Softbank Corp, Japan's smallest cellphone operator, aims to raise the number of its third-generation base stations to more than 50,000 next year, President Masayoshi Son told a group of reporters on Monday.

That would be at least a 6.4 percent increase from the 47,000 base stations, which connect cellphones to phone networks, that it had as of the end of September. Son, Softbank's founder, did not give an investment figure.

We are aiming for the high 50,000s, said Son, who made billions by investing in Internet ventures like Yahoo Inc in the U.S. We are working harder than promised.

Softbank is battling for market share with bigger rivals NTT DoCoMo Inc and KDDI Corp, but it has fallen months behind its schedule for setting up base stations, slowing the expansion of its service area.

Still, it has outpaced both DoCoMo and KDDI in netting new sign-ups with its low-cost price plans and a marketing blitz, luring users away from DoCoMo, which controls more than half of Japan's mobile phone service market.

Shares of Softbank were up 2.3 percent at 2,455 yen at 0435 GMT against a 2.7 percent rise in the benchmark Nikkei average.

Softbank, which bought Vodafone's Japan unit in April last year, competes with consortiums led by DoCoMo and KDDI and also with Carlyle-controlled handy-phone firm Willcom Inc for licenses to supply high-speed Wireless Internet access.

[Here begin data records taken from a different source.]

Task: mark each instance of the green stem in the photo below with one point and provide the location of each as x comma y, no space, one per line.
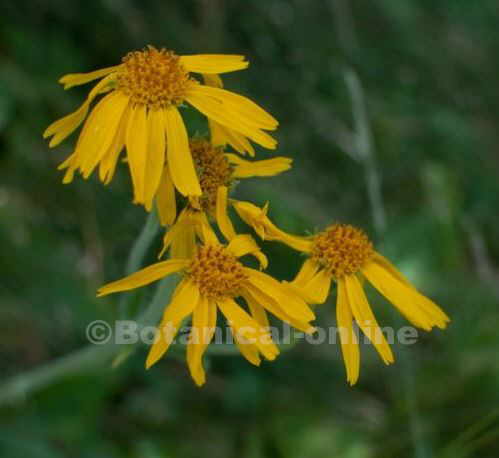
136,256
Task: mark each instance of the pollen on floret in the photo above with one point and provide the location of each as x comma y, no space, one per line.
341,250
213,170
216,272
153,77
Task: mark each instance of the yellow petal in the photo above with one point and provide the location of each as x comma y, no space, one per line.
257,311
215,110
306,272
63,127
184,301
248,350
212,80
109,160
155,155
364,317
144,276
257,298
165,199
265,168
244,244
241,107
204,320
136,145
418,309
100,131
71,166
221,135
247,329
348,337
223,221
180,160
318,287
292,304
213,63
76,79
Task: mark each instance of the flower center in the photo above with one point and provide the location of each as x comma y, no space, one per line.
154,78
342,249
217,273
213,170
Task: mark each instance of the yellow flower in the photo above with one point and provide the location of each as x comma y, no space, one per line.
344,254
212,279
192,226
214,168
141,112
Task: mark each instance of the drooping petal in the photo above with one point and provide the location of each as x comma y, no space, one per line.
136,144
348,337
215,110
76,79
364,317
179,155
291,303
244,244
248,350
265,168
204,320
65,126
165,199
241,107
100,131
184,301
307,271
212,80
213,63
221,136
418,309
258,298
223,221
144,277
247,329
318,287
71,165
155,155
109,160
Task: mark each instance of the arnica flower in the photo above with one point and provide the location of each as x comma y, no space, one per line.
214,168
141,111
192,226
344,254
212,279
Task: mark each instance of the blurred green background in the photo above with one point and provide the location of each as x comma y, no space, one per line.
427,73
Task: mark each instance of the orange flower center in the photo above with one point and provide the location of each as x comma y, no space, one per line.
213,170
217,272
154,78
342,250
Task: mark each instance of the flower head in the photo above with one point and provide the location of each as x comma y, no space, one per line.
140,111
344,254
215,168
212,279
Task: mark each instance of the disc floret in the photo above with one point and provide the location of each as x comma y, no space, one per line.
342,250
217,272
153,77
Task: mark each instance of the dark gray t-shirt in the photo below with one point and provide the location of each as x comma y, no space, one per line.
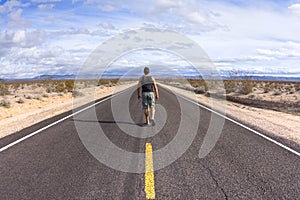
147,84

Saddled with debt of $12 billion after the Vodafone buy, Son's firm has cut salaries and changed the way it sells handsets to avoid paying commission to retailers.

Both DoCoMo and KDDI have since cut their basic fees and have said they mean to gradually cut commission paid to mobile phone vendors to offer lower price plans.

But Softbank, which has pledged to match price cuts by rivals, is not launching further price cuts, since its White price plan remains competitive, said Son.

Softbank, which plans to spend 387.9 billion yen in the year to March on base stations and networks for its wireless business, sees its mobile phones as a core part of its group, which includes Yahoo Japan and baseball team Fukuoka Softbank Hawks.

Softbank, which holds a 33 percent stake in the parent of Chinese e-commerce firm, is eyeing further investments in Internet start-ups around the world, Son said.